Huth zeigt Verständnis für Menschen, die sich an den Gedanken nicht gewöhnen
mögen, dass ihr Abendessen neben verklebten Tellern garen soll. »Es ist eine Kopfsache. Die Gerichte haben keinen Beigeschmack oder merkwürdigen Geruch«, versichert er.

In zwei von drei deutschen Küchen steht ein Geschirrspüler – eigentlich genug potenzielle Kandidaten für die neue Kochmethode.

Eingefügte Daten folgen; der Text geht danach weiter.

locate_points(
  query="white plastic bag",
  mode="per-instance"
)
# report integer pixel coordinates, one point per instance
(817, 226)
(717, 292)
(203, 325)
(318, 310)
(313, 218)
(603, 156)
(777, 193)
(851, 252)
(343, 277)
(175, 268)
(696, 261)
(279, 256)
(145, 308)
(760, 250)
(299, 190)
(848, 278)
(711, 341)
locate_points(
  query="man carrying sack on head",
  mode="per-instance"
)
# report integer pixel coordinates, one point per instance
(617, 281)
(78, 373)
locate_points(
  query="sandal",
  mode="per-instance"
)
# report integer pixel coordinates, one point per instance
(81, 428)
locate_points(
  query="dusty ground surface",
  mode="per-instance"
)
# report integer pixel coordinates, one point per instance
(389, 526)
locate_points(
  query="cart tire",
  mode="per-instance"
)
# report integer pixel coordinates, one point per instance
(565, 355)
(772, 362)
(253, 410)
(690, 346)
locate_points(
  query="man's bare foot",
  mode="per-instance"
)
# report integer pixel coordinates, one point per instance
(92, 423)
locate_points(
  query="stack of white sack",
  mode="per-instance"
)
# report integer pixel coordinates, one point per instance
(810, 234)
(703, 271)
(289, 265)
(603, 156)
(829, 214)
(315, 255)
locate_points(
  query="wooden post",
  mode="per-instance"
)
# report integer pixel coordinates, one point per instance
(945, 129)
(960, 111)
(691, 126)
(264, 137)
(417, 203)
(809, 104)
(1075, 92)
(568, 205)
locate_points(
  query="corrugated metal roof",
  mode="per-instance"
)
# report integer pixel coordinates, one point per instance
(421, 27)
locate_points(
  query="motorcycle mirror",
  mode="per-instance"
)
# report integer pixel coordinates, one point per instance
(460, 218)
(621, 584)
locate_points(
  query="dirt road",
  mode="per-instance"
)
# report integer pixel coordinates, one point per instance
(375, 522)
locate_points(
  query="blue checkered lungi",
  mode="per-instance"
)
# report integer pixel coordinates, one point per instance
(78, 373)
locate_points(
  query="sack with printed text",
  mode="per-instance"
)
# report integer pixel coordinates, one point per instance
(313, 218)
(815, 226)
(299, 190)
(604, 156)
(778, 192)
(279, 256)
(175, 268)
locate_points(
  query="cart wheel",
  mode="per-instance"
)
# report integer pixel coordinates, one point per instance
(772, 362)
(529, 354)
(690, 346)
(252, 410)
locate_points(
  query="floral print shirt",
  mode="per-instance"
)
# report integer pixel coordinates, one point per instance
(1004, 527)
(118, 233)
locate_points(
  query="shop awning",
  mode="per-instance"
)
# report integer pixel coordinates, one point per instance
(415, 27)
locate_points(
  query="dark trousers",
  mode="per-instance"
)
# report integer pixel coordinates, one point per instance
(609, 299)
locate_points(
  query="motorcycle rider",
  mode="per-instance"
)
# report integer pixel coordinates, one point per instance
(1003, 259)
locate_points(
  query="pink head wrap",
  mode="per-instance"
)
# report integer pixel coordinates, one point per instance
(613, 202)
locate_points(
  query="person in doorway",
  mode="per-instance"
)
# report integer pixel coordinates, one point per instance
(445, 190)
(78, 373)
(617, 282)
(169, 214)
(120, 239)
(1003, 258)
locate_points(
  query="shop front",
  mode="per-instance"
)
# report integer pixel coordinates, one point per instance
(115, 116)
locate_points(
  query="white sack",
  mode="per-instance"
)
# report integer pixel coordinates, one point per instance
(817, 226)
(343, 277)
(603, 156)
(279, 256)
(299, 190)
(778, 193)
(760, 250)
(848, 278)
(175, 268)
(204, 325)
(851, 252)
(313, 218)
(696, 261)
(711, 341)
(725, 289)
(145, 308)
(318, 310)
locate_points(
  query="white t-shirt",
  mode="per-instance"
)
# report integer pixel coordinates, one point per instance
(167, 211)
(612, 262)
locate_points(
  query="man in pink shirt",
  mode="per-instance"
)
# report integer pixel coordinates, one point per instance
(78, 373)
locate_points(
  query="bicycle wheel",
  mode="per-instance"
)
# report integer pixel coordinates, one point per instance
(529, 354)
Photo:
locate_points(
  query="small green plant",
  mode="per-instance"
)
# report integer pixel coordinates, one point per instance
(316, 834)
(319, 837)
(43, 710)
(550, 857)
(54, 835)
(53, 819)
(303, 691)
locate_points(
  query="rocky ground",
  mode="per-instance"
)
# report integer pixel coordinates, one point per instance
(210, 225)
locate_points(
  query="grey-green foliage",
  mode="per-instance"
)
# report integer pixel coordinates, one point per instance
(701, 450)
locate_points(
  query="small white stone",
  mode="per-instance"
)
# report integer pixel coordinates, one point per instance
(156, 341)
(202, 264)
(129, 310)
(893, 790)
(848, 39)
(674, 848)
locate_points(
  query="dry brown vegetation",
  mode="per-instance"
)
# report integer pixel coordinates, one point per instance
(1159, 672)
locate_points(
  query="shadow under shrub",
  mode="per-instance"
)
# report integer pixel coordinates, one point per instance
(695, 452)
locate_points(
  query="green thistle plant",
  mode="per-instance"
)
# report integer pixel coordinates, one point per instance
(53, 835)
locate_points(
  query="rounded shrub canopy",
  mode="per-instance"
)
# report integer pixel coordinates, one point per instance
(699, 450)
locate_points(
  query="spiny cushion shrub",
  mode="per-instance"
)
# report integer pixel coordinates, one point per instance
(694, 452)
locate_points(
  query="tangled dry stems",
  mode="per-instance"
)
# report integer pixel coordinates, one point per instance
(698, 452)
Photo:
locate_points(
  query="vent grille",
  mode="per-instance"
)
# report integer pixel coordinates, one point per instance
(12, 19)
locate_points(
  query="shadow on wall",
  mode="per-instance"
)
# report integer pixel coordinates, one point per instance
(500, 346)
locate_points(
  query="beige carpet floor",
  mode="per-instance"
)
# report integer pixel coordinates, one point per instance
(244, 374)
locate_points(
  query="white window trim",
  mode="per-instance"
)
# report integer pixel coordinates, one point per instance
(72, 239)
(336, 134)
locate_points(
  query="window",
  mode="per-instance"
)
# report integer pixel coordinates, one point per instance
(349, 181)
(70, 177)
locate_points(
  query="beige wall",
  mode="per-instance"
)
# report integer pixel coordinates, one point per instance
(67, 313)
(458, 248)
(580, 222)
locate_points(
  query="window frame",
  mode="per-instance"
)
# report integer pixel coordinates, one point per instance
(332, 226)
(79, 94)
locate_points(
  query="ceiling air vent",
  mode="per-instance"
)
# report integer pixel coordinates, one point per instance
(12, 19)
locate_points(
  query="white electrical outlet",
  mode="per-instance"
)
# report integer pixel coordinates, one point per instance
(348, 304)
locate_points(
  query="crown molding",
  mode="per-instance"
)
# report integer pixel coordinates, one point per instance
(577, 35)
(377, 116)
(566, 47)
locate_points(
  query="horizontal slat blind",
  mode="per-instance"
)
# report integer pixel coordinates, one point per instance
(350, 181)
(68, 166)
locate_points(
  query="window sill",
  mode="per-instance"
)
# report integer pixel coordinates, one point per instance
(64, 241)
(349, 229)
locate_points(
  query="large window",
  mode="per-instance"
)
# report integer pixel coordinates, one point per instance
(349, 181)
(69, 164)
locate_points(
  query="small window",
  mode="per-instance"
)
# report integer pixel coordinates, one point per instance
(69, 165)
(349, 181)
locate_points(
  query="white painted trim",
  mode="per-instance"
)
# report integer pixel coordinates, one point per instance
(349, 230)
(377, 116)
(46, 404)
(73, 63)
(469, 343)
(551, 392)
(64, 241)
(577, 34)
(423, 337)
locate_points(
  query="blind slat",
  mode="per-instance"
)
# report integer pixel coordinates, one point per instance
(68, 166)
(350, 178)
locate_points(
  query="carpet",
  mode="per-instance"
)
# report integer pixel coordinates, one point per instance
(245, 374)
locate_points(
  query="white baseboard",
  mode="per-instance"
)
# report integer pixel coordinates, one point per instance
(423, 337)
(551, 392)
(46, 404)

Doch die hat einen klaren Nachteil, und dabei ist es egal, ob man die Gerichte vorher noch selbst zubereitet oder sie sich fertig verschweißt zuschicken lässt: Sie dauert.

Bei der Selfmade-Variante steht man allein eine Stunde in der Küche, um zu schnippeln, zu würzen, einige Gemüsesorten kurz anzudünsten oder zu blanchieren. Rasch kommt die Versuchung auf, alle Zutaten in die Pfanne zu werfen, kurz anzubraten, und voilà, fertig wäre das Gericht. Für einen anschließenden Garvorgang wären noch einmal mindestens zwei Stunden einzuplanen. Gutes Timing und vorrausschauende Planung sind wesentliche Bedingungen des Spülmaschinenkochens.
Speziell für Gemüsesorten, die knackig und bissfest serviert werden sollten, eignet sich diese Garvariante. Kaiserschoten sind nach dem Waschgang noch dunkel, aber gar und haben kein Aroma verloren; Karotten bissfest, aber nicht hart. Fisch und Fleisch bleiben saftig und aromatisch.

Das Kochen in der Spülmaschine könnte Gerüche aus der Küche weitgehend eliminieren. Auch der bange Blick in den Ofen, um sich zu vergewissern, dass das Fleisch wirklich gart, würde sich erübrigen. Der kleine Teelöffel, mit dem verstohlen alle paar Minuten die Sauce auf Geschmack und Konsistenz getestet wird, bleibt in der Schublade – oder wird gleich mit dem Braten mitgewaschen.